Bei manchen Sachen weiß ich es einfach, weil ich mich damit beschäftigt habe, einen großen Wissensdurst habe und es mir auch leicht fällt, diese Dinge zu verstehen und zu durchschauen. Ich lese komplette AGBs und verstehe das. Es gab mal die Panik, was CapCut mit unserem Content macht, und dass man CapCut jetzt nicht mehr für Videoschnitt benutzen soll, und so weiter und sofort. Also habe ich mich damit beschäftigt, ich habe die AGBs von CapCut gelesen, die Stellungnahme von CapCut, statt nachzuplappern, was irgendwelche Leute auf Instagram als Clickbait sagen. Das macht mir Spaß, mir macht es auch Spaß, das auseinanderzunehmen. Aber ich werde mich natürlich nicht hinstellen und irgendjemandem rechtssichere Tipps geben oder die Datenschutzerklärung für jemanden prüfen oder so was, weil das ist ganz weit von dem entfernt, was ich kann und wie ich arbeite. Aber beim Business-Aufbau sind juristische Themen, Datenschutzthemen, Verbraucherschutzthemen immer wieder auf der Tagesordnung. Deswegen ist es schon gut, dass ich einen groben Überblick habe und im Zweifelsfall Leute habe, an die ich verweisen kann, weil ich weiß, dass die Ahnung in dem Bereich haben. Meine Steuerberaterin, meine Anwältin. Das ist natürlich gut, solche Leute in der Hinterhand zu haben, bei denen ich hundertprozentig weiß, die machen eine gute Arbeit, die arbeiten nicht mit Panikmache, die entsprechen meinen Werten. Dann kann ich die Leute dahin schicken, wenn ich nicht weiter weiß oder keinen Tipp geben kann.
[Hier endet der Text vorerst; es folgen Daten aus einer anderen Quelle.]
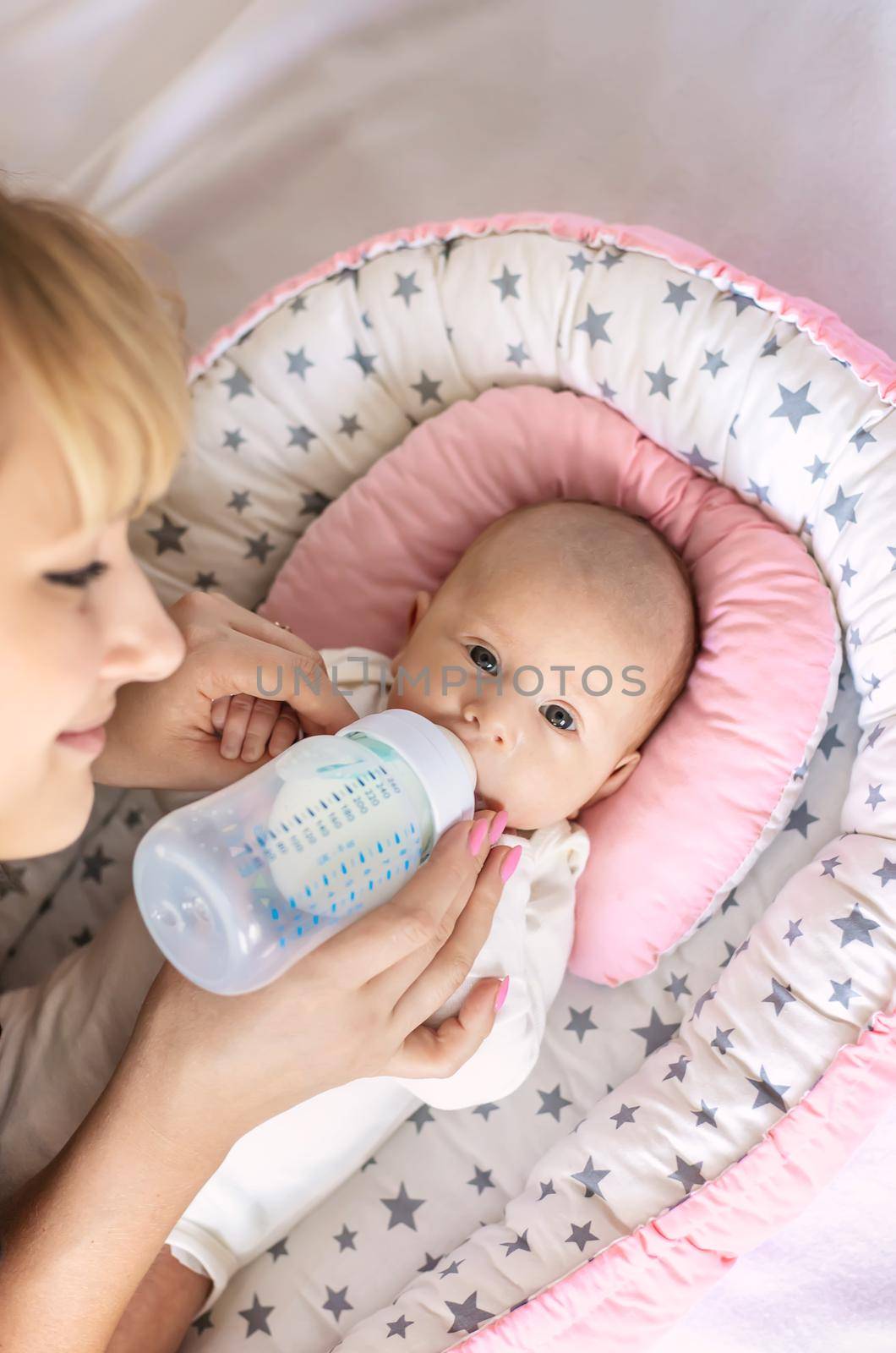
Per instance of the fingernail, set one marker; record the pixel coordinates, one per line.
(511, 863)
(499, 823)
(477, 834)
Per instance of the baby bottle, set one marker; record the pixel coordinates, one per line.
(236, 886)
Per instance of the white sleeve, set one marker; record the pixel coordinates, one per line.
(531, 939)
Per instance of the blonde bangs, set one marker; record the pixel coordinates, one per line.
(98, 345)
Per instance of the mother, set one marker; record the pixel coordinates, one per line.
(112, 1113)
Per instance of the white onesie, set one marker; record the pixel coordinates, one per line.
(278, 1172)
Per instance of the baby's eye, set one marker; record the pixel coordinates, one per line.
(560, 717)
(484, 658)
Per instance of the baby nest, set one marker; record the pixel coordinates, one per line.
(677, 1120)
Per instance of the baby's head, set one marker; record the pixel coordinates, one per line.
(553, 649)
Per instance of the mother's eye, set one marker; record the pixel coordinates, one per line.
(482, 656)
(560, 717)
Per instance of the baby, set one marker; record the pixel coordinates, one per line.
(553, 649)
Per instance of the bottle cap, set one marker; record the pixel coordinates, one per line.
(437, 757)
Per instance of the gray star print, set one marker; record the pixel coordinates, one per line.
(844, 992)
(238, 385)
(428, 389)
(861, 439)
(715, 363)
(467, 1316)
(407, 288)
(767, 1093)
(794, 405)
(817, 468)
(697, 460)
(706, 1115)
(887, 873)
(401, 1208)
(780, 996)
(624, 1115)
(659, 381)
(679, 1069)
(259, 548)
(364, 360)
(481, 1180)
(581, 1022)
(590, 1177)
(168, 536)
(679, 295)
(299, 363)
(844, 509)
(686, 1175)
(580, 1235)
(655, 1034)
(855, 927)
(256, 1317)
(336, 1302)
(596, 326)
(553, 1103)
(506, 283)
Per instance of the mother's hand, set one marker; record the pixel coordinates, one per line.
(162, 737)
(351, 1008)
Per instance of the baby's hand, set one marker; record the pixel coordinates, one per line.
(249, 727)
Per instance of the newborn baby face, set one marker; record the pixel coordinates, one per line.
(492, 642)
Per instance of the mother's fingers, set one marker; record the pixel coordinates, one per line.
(452, 962)
(441, 1052)
(412, 920)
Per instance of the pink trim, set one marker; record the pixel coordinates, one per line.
(641, 1285)
(869, 363)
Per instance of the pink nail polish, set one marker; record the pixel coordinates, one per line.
(499, 823)
(511, 863)
(477, 834)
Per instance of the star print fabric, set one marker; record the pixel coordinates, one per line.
(647, 1096)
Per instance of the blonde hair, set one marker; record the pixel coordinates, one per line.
(87, 335)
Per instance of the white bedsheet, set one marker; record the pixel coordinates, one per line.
(249, 139)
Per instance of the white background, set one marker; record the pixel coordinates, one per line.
(251, 139)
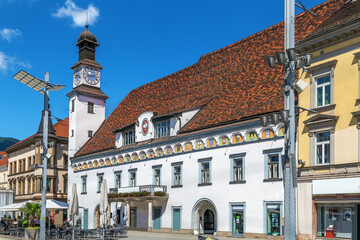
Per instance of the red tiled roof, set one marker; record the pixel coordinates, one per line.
(231, 84)
(61, 130)
(3, 158)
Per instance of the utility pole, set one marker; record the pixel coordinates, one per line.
(289, 101)
(44, 159)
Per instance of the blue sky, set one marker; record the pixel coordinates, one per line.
(141, 41)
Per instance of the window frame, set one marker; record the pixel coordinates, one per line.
(154, 169)
(99, 175)
(83, 178)
(130, 171)
(91, 107)
(272, 152)
(173, 166)
(117, 173)
(234, 158)
(201, 162)
(167, 127)
(127, 138)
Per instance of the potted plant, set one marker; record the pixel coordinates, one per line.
(31, 210)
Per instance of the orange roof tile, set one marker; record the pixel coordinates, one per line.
(231, 84)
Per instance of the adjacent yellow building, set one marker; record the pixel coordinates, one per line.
(328, 135)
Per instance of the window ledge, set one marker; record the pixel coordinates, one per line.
(273, 180)
(324, 108)
(204, 184)
(237, 182)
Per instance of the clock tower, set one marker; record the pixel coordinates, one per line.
(86, 100)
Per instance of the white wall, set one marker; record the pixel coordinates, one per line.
(254, 192)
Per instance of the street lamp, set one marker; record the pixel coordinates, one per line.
(290, 62)
(42, 86)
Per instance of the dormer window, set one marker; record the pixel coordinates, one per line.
(162, 129)
(129, 137)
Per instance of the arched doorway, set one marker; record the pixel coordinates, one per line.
(97, 217)
(204, 217)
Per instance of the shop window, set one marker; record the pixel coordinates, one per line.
(323, 148)
(336, 220)
(205, 172)
(273, 218)
(177, 171)
(237, 219)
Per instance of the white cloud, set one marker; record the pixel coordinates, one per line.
(8, 62)
(80, 16)
(9, 34)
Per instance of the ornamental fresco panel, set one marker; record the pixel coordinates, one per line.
(168, 150)
(120, 159)
(199, 145)
(151, 153)
(159, 152)
(251, 136)
(107, 162)
(223, 141)
(178, 148)
(96, 164)
(267, 133)
(101, 163)
(188, 147)
(142, 155)
(281, 131)
(237, 138)
(135, 157)
(90, 165)
(211, 143)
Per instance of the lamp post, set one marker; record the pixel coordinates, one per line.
(290, 62)
(42, 86)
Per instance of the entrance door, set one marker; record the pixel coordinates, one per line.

Dann denke ich mir manchmal bei meinem Newsletter, da gebe ich ja gerne auch mal so ein bisschen tiefere Tipps, und dann frage ich mich, macht es da Sinn, auf solche Neuerungen hinzuweisen? Dann kann sich jede Person selber damit beschäftigen. Aber gleichzeitig merke ich bei mir, wenn ich irgendwo rausfinde, dass sich schon wieder was ändert und dass ich meine Website umbauen muss oder irgendein Button nicht mehr so sein darf oder irgendein Prozess nicht mehr verbraucherschutzkonform ist, was das mit mir macht, wie sehr mich das verzweifeln lässt und wie nah es mich jedes Mal an den Punkt bringt, einfach alles abzumelden. Wirklich, bei jeder neuen Regelung fühlt es sich so an, als wäre das jetzt der Tropfen, der das Fass zum Überlaufen gebracht hat. Und dann will ich nicht zu denen gehören, die diese Tropfen in der Welt verteilen, indem sie zum Beispiel im Newsletter auf diese Neuerungen hinweisen. Aber es ist auch wichtig, die zu kennen.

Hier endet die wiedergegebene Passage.